Patrzę na nią wyczekująco i jestem świadkiem, jak lekko różowieją jej policzki.
- Racja, ale teraz nie widzę świata poza Tobą głupku.
- Ja tam nawet oddychać bez Ciebie nie mogę słońce Ty moje. - Śmieję się na co ona reaguje tym samym.
- Jesteś głupkiem. - Kwituje, kiedy się uspokaja.
- Chcę tak całe życie. - Poważnieję spoglądając na jej wesołą twarzyczkę.
- Co? - Mruży oczy i ściąga brwi.
- Chciałbym przez całe życie budzić się właśnie tak. - Dostrzegam jak pochmurnieje.
- Wiesz, że na razie to niemożliwe.
- Dlaczego ojciec Sasuke nie upatrzył sobie Ino na synową tylko ciebie? Przecież jej ojciec też jest waszym wspólnikiem.
- Mnie o to nie pytaj. - Brzęczy pod nosem i powoli odsuwa się ode mnie.
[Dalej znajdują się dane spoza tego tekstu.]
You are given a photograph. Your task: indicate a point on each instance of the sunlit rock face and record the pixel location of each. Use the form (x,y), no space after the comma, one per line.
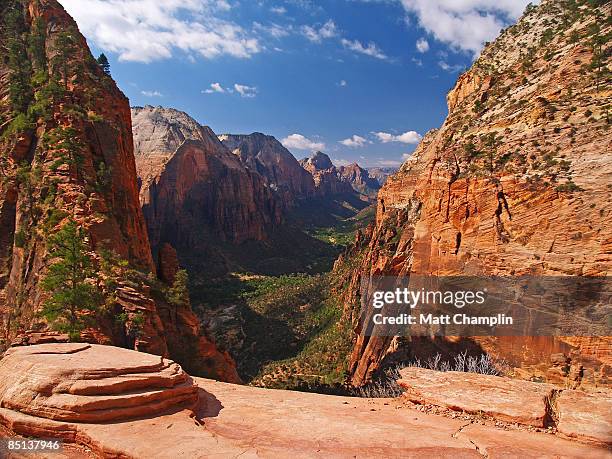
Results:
(515,182)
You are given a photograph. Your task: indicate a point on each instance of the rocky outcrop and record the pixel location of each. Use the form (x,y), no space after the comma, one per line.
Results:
(267,156)
(194,189)
(575,414)
(67,133)
(77,385)
(85,383)
(514,183)
(381,174)
(359,179)
(68,156)
(326,177)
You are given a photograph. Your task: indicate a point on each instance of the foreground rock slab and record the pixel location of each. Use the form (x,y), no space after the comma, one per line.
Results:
(575,414)
(232,420)
(91,383)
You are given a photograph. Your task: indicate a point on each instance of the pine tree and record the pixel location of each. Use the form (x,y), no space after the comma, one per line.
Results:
(73,296)
(103,62)
(178,294)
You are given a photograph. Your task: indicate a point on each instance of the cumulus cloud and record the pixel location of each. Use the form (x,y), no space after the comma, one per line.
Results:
(245,91)
(274,30)
(355,141)
(214,87)
(450,68)
(422,45)
(317,35)
(299,142)
(406,137)
(465,24)
(150,30)
(151,93)
(371,49)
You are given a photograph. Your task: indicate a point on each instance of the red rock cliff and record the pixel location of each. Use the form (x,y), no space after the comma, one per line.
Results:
(66,135)
(516,181)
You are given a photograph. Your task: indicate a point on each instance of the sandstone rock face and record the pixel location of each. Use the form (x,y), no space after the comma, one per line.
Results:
(267,156)
(514,183)
(193,188)
(42,190)
(326,177)
(66,392)
(575,414)
(359,179)
(502,398)
(584,416)
(380,174)
(90,383)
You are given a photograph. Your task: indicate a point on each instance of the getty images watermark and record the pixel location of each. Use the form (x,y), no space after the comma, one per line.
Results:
(481,306)
(411,299)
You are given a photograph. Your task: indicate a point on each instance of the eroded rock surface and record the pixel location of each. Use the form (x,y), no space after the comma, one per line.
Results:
(91,383)
(75,385)
(515,182)
(269,158)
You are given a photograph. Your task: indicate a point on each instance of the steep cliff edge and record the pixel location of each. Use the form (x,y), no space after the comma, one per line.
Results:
(194,191)
(326,176)
(360,179)
(66,138)
(267,156)
(516,181)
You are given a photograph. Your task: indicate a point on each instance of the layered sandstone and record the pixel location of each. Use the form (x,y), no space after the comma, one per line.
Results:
(328,181)
(575,414)
(67,135)
(360,179)
(270,159)
(194,191)
(381,173)
(65,393)
(514,183)
(86,383)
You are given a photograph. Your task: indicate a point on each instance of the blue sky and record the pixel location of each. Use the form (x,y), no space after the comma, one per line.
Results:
(362,80)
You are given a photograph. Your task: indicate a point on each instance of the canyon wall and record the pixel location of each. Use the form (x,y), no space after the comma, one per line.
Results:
(67,156)
(515,182)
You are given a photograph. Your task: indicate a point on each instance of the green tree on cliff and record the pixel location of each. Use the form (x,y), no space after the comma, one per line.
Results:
(74,298)
(178,294)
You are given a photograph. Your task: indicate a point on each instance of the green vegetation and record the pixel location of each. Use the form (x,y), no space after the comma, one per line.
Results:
(103,63)
(288,327)
(74,297)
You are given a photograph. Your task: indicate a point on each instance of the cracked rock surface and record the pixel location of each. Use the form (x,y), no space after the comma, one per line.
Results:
(230,420)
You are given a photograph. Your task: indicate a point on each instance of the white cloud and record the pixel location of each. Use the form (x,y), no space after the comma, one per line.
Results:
(406,137)
(245,91)
(317,35)
(274,30)
(151,93)
(422,45)
(299,142)
(150,30)
(465,24)
(214,87)
(355,141)
(371,49)
(341,162)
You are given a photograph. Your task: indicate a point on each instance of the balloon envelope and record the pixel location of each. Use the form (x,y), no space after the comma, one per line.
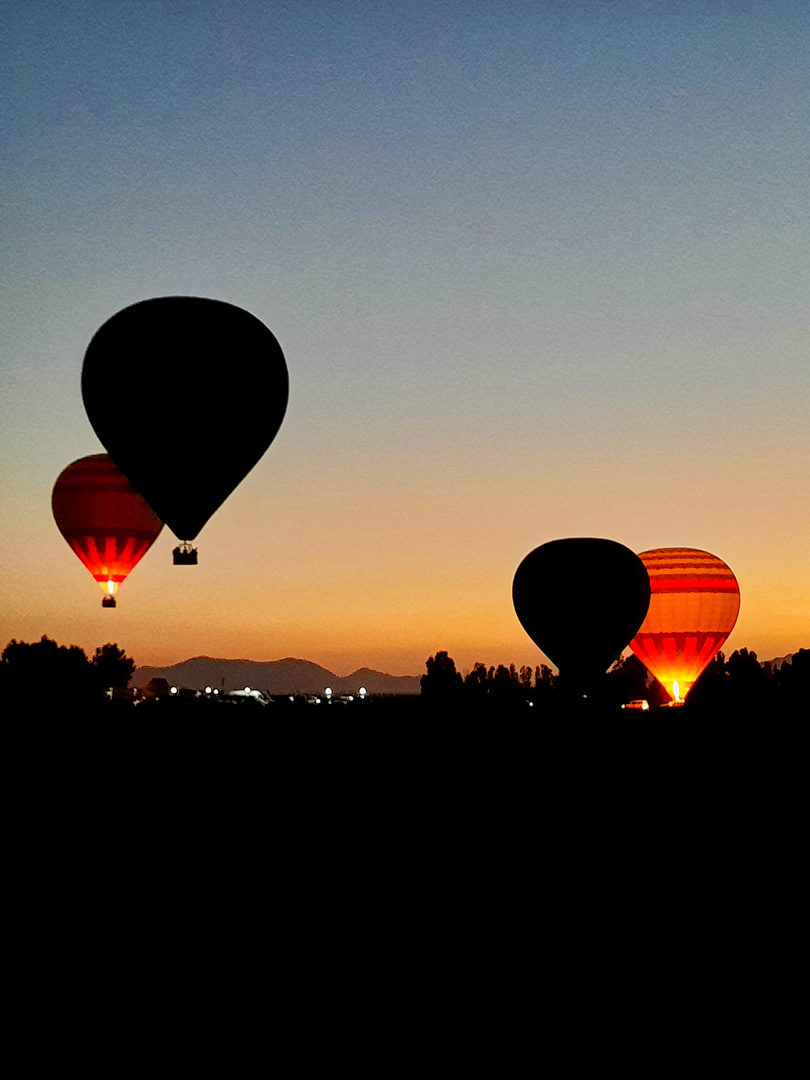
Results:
(109,526)
(581,601)
(186,394)
(693,608)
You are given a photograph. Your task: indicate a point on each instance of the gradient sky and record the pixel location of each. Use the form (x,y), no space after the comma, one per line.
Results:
(538,270)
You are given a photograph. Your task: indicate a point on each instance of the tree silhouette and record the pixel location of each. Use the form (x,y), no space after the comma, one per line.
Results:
(44,671)
(113,666)
(442,682)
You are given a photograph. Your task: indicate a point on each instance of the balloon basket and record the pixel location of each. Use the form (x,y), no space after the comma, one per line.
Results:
(184,555)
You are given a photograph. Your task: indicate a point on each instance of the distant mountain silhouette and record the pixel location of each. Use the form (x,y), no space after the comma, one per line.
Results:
(273,676)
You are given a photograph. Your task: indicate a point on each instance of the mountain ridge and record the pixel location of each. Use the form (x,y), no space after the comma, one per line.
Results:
(288,675)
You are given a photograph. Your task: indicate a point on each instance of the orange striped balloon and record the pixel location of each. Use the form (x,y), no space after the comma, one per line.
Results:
(693,607)
(109,526)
W miejscach, gdzie jeszcze przed chwilą stykała się nasza skóra, czuję nieprzyjemny chłodek i odruchowo się krzywię.
- Wiesz, że ukrywam nasz związek tylko i wyłącznie ze względu na Ciebie i moich rodziców? Nie chcę, żeby między nimi się popsuło. - Widzę jak dziewczyna wciąga na siebie krótkie spodenki i czarną koszulkę. Odwraca się w moja stronę, obchodzi łóżko dookoła i przysiada obok na skrawku.
- Wiem i nawet nie zdajesz sobie sprawy z tego jak wdzięczna jestem. - Chwyta moją twarz oburącz i kradnie szybkiego całusa.
- Nie idź jeszcze. - Mruczę w te słodkie usta.
- Obiecałam, że wcześniej wrócę. - Odpowiada nie odsuwając ust. Pogłębia pocałunek i dopiero po chwili puszcza mnie wolno.
- Kiedy znów u mnie zostaniesz? - Pytam, gdy ma wymknąć się z pokoju. Odwraca się do mnie z cudownym uśmiechem.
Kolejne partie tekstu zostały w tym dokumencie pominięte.